Paul Philip Barraud, founder of the famous firm, one of the most interesting London retailers of fine and interesting watches, clocks and chronometers throughout the 19th century. This movement, one of the very earliest (by series and number), is not recorded in the book on Barraud by Cedric Jagger. 


NB: Jagger includes an unnumbered watch of 1756 in his book, but this is too early for Paul Philip (he was born in 1752), and the watch would be from the time of his father, Francis-Gabriel. Judging by the photographs, it also looks to be of typical Swiss manufacture (in the English style). All Paul Philip Barraud's genuine output (his name appears on many Swiss fakes) carries a serial number and this movement, from around 1785, looks to be the second earliest of any so far known to have survived. That said, I am left wondering about the one earlier watch, No 910, and think this may be a misreading of No 1910. If so, my assumption that Barraud began numbering his first series of pocket watches from a start of number 1000 (a not uncommon practise) would make this movement, No 1113, the earliest so far known. The full size engraved slide-plate also matches up with numbers 1419 (British Museum) and 1710, both pictured in Jagger's book.

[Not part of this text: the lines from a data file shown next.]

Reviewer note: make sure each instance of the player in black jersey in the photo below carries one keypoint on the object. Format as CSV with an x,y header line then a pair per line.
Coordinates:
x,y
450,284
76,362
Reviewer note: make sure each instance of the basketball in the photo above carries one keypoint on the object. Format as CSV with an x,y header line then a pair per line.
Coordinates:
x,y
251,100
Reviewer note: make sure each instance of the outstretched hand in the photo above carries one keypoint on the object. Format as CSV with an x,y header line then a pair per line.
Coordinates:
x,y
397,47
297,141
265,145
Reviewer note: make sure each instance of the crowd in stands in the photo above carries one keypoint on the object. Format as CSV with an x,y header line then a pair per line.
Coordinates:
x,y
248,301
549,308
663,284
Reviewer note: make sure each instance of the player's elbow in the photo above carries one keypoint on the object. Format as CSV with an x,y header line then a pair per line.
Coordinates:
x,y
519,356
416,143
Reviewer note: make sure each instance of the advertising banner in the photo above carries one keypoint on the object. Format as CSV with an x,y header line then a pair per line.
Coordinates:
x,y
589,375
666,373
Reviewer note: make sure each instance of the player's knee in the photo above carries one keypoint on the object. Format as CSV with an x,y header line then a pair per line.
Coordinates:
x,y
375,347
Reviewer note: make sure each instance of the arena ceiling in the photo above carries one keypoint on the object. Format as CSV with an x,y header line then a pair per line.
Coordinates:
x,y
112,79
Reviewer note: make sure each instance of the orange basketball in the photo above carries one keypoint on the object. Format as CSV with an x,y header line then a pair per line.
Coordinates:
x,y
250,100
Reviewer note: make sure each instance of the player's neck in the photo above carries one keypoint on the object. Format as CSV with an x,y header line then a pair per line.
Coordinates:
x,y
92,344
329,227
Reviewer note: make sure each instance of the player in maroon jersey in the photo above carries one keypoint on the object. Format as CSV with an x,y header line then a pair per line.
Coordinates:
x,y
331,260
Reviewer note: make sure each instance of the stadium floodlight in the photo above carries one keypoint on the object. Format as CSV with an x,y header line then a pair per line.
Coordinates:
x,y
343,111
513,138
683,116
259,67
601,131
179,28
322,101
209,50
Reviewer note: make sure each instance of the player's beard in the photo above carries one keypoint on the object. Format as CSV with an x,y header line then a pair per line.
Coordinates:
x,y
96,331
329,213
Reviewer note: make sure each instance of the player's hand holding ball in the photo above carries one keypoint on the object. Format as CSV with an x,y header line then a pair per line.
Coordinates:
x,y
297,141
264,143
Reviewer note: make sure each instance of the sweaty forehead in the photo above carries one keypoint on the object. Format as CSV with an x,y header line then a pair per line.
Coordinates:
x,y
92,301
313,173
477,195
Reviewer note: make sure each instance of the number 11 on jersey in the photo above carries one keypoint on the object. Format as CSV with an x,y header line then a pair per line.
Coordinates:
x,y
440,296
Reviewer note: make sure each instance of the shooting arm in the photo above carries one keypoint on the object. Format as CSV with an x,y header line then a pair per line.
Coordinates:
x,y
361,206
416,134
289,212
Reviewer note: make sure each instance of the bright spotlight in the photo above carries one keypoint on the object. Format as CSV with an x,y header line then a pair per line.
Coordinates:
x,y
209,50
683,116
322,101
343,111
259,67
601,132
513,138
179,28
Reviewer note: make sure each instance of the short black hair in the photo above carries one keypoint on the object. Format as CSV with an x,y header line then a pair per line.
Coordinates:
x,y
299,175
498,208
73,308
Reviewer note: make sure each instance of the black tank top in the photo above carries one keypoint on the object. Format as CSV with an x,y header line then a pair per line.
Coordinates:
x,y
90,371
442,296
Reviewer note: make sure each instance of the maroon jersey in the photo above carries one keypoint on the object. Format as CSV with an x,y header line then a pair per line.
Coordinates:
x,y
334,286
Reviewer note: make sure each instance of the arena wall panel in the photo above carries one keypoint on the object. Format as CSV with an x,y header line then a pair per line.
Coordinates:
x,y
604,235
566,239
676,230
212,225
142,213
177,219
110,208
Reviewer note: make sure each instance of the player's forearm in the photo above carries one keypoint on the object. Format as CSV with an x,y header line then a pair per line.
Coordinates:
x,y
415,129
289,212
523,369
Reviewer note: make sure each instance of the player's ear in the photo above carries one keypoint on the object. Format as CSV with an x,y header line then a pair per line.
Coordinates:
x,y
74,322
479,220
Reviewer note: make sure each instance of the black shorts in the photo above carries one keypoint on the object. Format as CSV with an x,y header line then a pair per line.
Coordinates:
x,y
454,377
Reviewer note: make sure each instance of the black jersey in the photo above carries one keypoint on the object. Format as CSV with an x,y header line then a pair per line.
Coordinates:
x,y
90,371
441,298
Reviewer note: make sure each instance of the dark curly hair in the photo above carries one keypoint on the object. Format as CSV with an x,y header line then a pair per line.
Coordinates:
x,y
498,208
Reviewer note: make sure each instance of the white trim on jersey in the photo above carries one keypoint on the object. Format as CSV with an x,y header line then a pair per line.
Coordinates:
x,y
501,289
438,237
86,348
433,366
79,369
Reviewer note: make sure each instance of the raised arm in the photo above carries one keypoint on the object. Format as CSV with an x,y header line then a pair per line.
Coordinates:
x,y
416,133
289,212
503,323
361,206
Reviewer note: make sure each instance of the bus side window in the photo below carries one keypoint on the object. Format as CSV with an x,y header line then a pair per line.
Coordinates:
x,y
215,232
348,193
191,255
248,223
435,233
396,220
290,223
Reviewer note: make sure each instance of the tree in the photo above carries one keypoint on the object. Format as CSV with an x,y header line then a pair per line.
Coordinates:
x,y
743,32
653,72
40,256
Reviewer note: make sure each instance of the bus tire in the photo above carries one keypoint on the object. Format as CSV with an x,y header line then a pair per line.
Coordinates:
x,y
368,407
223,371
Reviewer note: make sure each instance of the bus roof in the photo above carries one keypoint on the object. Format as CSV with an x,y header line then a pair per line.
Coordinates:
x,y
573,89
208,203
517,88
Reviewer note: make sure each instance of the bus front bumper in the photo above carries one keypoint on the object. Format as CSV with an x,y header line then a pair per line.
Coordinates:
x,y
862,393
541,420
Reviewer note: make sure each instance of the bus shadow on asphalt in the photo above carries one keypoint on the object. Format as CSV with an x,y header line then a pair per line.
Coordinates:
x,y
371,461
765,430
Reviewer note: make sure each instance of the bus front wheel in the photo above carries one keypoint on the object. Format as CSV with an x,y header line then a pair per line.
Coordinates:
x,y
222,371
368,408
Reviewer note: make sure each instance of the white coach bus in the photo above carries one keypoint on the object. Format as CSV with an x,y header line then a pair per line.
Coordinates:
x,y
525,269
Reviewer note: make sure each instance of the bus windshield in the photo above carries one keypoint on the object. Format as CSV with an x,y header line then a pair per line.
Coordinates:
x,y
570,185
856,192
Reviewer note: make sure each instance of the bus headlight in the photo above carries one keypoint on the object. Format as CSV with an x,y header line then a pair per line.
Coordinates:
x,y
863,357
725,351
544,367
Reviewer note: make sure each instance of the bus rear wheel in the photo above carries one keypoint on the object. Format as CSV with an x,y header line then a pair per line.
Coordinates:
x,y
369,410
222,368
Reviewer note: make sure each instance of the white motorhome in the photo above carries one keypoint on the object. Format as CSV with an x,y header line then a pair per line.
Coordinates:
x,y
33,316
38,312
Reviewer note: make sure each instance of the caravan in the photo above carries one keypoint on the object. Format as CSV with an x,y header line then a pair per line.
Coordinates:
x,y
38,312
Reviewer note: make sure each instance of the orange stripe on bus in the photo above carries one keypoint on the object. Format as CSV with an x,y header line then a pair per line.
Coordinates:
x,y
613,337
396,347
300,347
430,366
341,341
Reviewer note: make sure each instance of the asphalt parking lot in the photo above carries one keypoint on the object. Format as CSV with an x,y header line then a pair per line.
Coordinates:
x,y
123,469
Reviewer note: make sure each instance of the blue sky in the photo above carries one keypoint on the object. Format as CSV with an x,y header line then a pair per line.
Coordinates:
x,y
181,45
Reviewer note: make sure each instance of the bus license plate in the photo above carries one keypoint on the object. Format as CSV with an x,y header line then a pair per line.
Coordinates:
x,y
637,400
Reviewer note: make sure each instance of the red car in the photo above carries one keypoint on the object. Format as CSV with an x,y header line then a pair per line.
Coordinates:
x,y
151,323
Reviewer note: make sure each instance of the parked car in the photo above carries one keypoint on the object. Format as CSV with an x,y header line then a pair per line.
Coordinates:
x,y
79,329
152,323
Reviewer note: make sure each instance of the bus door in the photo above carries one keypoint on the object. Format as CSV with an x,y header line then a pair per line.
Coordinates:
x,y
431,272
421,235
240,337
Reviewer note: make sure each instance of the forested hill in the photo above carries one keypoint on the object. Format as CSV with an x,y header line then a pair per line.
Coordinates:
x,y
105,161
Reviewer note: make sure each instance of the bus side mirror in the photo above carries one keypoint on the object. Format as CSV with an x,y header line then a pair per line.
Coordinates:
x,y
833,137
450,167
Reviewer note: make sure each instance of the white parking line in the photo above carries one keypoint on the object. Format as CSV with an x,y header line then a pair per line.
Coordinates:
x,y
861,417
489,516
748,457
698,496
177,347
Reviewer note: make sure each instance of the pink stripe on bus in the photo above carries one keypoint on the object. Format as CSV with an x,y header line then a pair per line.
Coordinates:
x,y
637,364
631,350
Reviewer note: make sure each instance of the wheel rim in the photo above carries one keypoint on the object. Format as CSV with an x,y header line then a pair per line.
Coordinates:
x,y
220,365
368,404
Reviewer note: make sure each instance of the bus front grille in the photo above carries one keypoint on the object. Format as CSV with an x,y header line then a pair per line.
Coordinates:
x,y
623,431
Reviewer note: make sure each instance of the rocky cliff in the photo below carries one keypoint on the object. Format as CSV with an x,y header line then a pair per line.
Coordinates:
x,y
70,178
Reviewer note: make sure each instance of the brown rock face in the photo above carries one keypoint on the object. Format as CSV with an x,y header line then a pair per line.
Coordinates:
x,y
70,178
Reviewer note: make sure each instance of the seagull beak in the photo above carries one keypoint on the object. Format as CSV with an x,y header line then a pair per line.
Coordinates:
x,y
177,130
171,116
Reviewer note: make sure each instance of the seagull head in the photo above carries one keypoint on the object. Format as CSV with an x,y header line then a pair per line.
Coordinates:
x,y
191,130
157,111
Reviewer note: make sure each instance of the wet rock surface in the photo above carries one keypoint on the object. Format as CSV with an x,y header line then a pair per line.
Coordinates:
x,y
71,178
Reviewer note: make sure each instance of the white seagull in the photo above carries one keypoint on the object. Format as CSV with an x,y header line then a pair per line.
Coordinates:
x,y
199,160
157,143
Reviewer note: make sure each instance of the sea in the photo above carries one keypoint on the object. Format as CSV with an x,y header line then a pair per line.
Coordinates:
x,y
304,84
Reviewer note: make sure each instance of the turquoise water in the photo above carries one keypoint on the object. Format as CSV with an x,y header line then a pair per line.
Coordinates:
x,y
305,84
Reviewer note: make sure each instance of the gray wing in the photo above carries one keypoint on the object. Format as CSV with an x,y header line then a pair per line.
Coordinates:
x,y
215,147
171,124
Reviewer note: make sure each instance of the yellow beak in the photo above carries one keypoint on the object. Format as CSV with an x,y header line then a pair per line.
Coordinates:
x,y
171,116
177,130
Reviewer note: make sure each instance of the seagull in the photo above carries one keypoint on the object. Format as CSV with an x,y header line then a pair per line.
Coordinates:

Damage to the endstone, the dial with just a few small scratches, mismatched hands and the 14-tooth escape wheel with one poorly replaced tooth, though it will run. Otherwise a most interesting example of Paul Philip's English output that may reveal more clues when fully dismantled. Not cleaned by me but tries to tick when wound, Sold as not working, but well worth restoring, especially for any serious collector of Barraud watches - a unique opportunity.